Thanks so much for this very helpful explanation!

Richard Lawrence <address@hidden> writes:

> Hi Matt and all,
>
> Matt Lundin <address@hidden> writes:
>
>> But for bibtex users, wouldn't there presumably have to be another
>> zotero plugin that would allow for live, automated importing of bibtex
>> into zotero? (If anyone knows whether such a plugin exists, please do
>> let me know.)
>
> Well, my hope is that this could be added to zotxt without much effort,
> so we could still just depend on Zotero and zotxt.  The translation
> capability already exists in Zotero; it's just a matter of exposing it
> as an API, and I imagine that Erik would happily accept a patch to zotxt
> that does so.

That sounds like a great plan. 

> Yes, you're basically describing the approach that I eventually realized
> org-citeproc should take: use the full capabilities of Pandoc to render
> citations and bibliography in Org format, then re-parse these on the Org
> side.  I did start to work on this, though I didn't finish and I'm not
> sure if I pushed it to the public repo.
>
> If we want to use pandoc-citeproc directly, instead of wrapping it
> with something like org-citeproc, what we'd need to do is be able to
> translate an Org document (or at least the citations within it) both
> to and from pandoc-compatible JSON, since pandoc-citeproc reads and
> writes in that format.

I'm probably missing something, but would we necessarily need to convert
to pandoc's JSON format?

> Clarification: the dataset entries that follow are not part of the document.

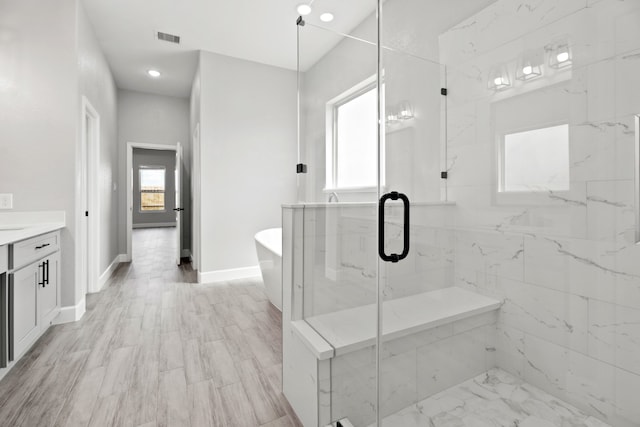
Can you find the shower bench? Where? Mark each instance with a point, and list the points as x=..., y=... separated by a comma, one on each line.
x=345, y=331
x=430, y=341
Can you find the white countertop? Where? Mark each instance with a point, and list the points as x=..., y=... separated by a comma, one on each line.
x=16, y=226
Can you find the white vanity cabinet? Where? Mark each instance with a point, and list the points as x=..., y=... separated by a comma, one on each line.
x=33, y=291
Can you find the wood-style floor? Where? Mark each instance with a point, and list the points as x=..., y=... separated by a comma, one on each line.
x=156, y=349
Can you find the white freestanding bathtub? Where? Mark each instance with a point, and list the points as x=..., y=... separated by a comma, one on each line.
x=269, y=249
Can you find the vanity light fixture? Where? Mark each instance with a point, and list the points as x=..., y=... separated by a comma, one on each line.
x=303, y=9
x=326, y=17
x=392, y=118
x=529, y=66
x=498, y=79
x=560, y=55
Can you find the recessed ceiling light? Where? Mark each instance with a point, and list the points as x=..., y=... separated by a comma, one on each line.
x=326, y=17
x=304, y=9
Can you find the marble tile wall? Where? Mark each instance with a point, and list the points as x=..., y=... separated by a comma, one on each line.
x=565, y=263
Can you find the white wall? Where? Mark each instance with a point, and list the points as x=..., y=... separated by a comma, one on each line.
x=248, y=155
x=194, y=126
x=153, y=119
x=40, y=111
x=97, y=85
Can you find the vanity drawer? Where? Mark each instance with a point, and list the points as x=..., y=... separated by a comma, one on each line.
x=29, y=250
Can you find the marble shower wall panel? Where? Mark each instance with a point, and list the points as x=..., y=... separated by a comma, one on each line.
x=564, y=262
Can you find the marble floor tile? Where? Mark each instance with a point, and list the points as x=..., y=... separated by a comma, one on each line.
x=495, y=398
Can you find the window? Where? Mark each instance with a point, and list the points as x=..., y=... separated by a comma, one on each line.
x=352, y=138
x=536, y=160
x=152, y=184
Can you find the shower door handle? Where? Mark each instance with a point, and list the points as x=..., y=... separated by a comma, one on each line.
x=394, y=195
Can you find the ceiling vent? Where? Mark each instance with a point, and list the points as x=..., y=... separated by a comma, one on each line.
x=168, y=37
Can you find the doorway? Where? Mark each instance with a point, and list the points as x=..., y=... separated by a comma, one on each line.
x=89, y=201
x=154, y=197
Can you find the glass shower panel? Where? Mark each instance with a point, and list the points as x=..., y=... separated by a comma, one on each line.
x=339, y=144
x=412, y=346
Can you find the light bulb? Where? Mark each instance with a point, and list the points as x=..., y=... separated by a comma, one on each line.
x=304, y=9
x=562, y=57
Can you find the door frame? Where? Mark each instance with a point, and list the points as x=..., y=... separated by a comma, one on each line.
x=87, y=257
x=129, y=172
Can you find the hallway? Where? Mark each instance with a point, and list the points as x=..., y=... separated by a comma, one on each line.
x=156, y=348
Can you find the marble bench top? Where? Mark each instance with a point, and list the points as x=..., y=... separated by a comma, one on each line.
x=349, y=330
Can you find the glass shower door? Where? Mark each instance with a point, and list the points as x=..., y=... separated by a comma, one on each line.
x=338, y=146
x=416, y=247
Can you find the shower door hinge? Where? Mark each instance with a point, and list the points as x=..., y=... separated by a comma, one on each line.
x=341, y=423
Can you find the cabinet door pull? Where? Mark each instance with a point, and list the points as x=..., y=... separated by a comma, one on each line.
x=41, y=276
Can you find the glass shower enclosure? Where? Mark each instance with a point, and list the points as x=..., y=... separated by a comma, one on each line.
x=463, y=251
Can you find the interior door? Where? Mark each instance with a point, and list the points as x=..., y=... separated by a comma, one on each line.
x=178, y=205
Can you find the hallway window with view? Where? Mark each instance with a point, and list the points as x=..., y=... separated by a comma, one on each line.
x=152, y=187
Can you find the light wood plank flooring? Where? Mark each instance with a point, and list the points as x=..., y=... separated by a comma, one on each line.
x=156, y=349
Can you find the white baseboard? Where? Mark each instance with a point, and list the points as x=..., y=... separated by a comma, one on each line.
x=230, y=274
x=154, y=224
x=104, y=277
x=71, y=313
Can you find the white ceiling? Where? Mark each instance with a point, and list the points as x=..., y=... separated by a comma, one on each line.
x=256, y=30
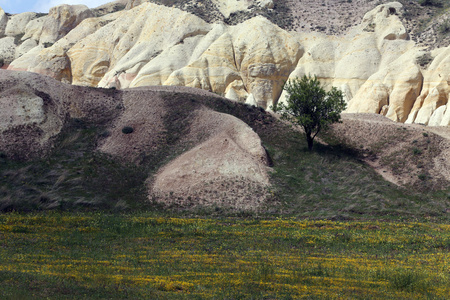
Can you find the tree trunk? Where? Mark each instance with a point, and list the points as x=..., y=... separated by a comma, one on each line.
x=310, y=140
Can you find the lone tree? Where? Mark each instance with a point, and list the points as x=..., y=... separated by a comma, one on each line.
x=308, y=105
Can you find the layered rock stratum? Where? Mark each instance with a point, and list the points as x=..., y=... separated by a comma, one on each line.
x=218, y=153
x=379, y=63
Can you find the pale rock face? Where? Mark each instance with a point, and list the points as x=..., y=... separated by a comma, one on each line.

A quick and dirty approach might be to use an
org export filter function to grab citations and insert some temporary
unique ids in the export string as placeholders for each citation. Then
we could create a temporary buffer that looks like this:

--8<---------------cut here---------------start------------->8---
unique_id1 address@hidden, pp. 1-10]

unique_id2 address@hidden, p. 23]
--8<---------------cut here---------------end--------------->8---

We could then run a shell command on the buffer (i.e., "pandoc
--filter=pandoc-citeproc --csl=/path/to/csl
--bibligoraphy=/path/to/bibdata -t org"), resulting in formatted
citations for each id. With some simple mapping, we could use a filter
function to insert the citations in the export string/buffer.

Obviously, JSON would be way more elegant. But would still need to run
the results through pandoc to get strings of formatted org output.

> I am not opposed to this idea -- indeed, I kind of like it, which is why
> I started work on org-citeproc in the first place.  Still, it would be a
> non-trivial amount of work to develop this solution even to the point
> that it can do what Zotero and zotxt can do right now.

Thanks for this explanation. I vote for you going full speed ahead with
the zotero/zotxt plans. I'd be happy to build on the work you've already
done to try to make pandoc-citeproc work.

>> Javascript interpreters/engines are widely available for all platforms
>> if we create a wrapper script around citeproc-js. Node itself is also
>> easily available for most platforms. But we wouldn't need to set it up
>> as a node server à la citeproc-node.
>
> My concern here is with the wrapper script.  Yes, it's pretty easy to
> install a javascript interpreter; but getting from there to the point
> where you have a fully-working toolchain for processing citations from
> Org mode is the problem.  What I think we should avoid is a process that
> looks like:
>
> 1) Install node (or whatever interpreter)
> 2) Install citeproc-js and the wrapper script
> 3) Make sure the wrapper script is available as an executable that can
> be called from Emacs
> 4) ...

If we chose node, we could try to package the wrapper script so it can
be installed via npm. Then the installation process would be:

a) install node
b) npm install citeproc-js-wrapper [or whatever]

> It's a question of where to focus the limited resources we've got. My
> impression is that going with the combination of Zotero and zotxt will
> represent the least amount of effort to get citations working on
> non-LaTeX backends, for both Org developers and users.... I fully
> support that. But until more people have time to work on this, it
> seems to me that Zotero and zotxt represent the most practical path
> forward.

That makes a lot of sense. Thanks for all the work you've already put
into this. I'm happy to help out wherever I can.